Cleide Nepomuceno

As mudanças climáticas já eram anunciadas, mas recentemente pudemos sentir literalmente na pele os seus efeitos e, embora o clima seja o mesmo para todos, a forma como a temperatura é experenciada é diferente nas regiões mais abastadas e nas periferias. E, como se não bastasse, as populações de áreas periféricas em Belo Horizonte e Região Metropolitana ainda sofreram com a falta de água durante a última e recente onda de calor.

O enfrentamento de temperaturas altas e a demanda pelos serviços essenciais de energia, água e saneamento básico remetem à reflexão sobre o fornecimento desses serviços em regiões informais, assentamentos irregulares e ocupações urbanas, por uma questão humanitária que diz respeito não somente a essas pessoas, e sim, a toda a sociedade como forma de tratamento das questões ambientais e sociais para o progresso da humanidade.

O crescimento desordenado das cidades é um fato que tem suas raízes na desigualdade social, pois em uma sociedade capitalista, (quase) tudo pode se transformar em mercadoria e a terra urbanizada só é acessível a quem pode pagar por ela, o que exclui a maior parte das pessoas.

Nas periferias, a cidade cresce de maneira informal, por meio de desmembramento de áreas ao arrepio da Lei de Parcelamento do Solo (6766/79) e ignorando as regras municipais de uso e ocupação do solo.
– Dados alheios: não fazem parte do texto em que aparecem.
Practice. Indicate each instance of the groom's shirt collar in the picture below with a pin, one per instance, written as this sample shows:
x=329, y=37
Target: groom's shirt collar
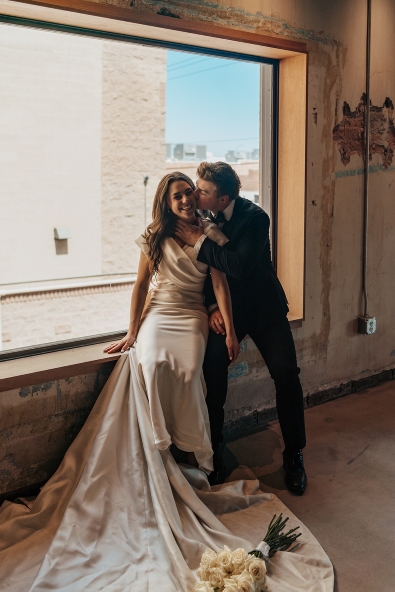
x=228, y=211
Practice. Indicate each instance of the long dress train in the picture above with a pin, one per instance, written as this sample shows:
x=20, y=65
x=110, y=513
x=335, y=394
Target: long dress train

Em regra, nas periferias a comercialização de imóveis e lotes ou pedaços de terra é realizada por meio da tradição, passando longe do sistema cartorário, que é a regra para a transferência da propriedade em nosso ordenamento legal.  

As irregularidades não se dão apenas em relação às regras municipais e ao registro dos imóveis. A edificação das casas e aberturas de vias públicas ocorrem sem prévia autorização do Município e o acesso aos serviços públicos de água, saneamento básico e energia elétrica para os moradores, cuja prestação do serviço é autorizada pelo Município, também é informal.  

O acesso a esses serviços essenciais acontece por meio de ligações clandestinas, que permitem o uso de uma energia de qualidade ruim com potencial de provocar danos a eletrodomésticos, além de prejudicar as comunidades vizinhas que possuem o serviço regular. O acesso à água também é problemático, pois acumula muitas perdas e o saneamento básico e descarte de águas servidas são improvisados, comprometendo o solo e o meio ambiente.  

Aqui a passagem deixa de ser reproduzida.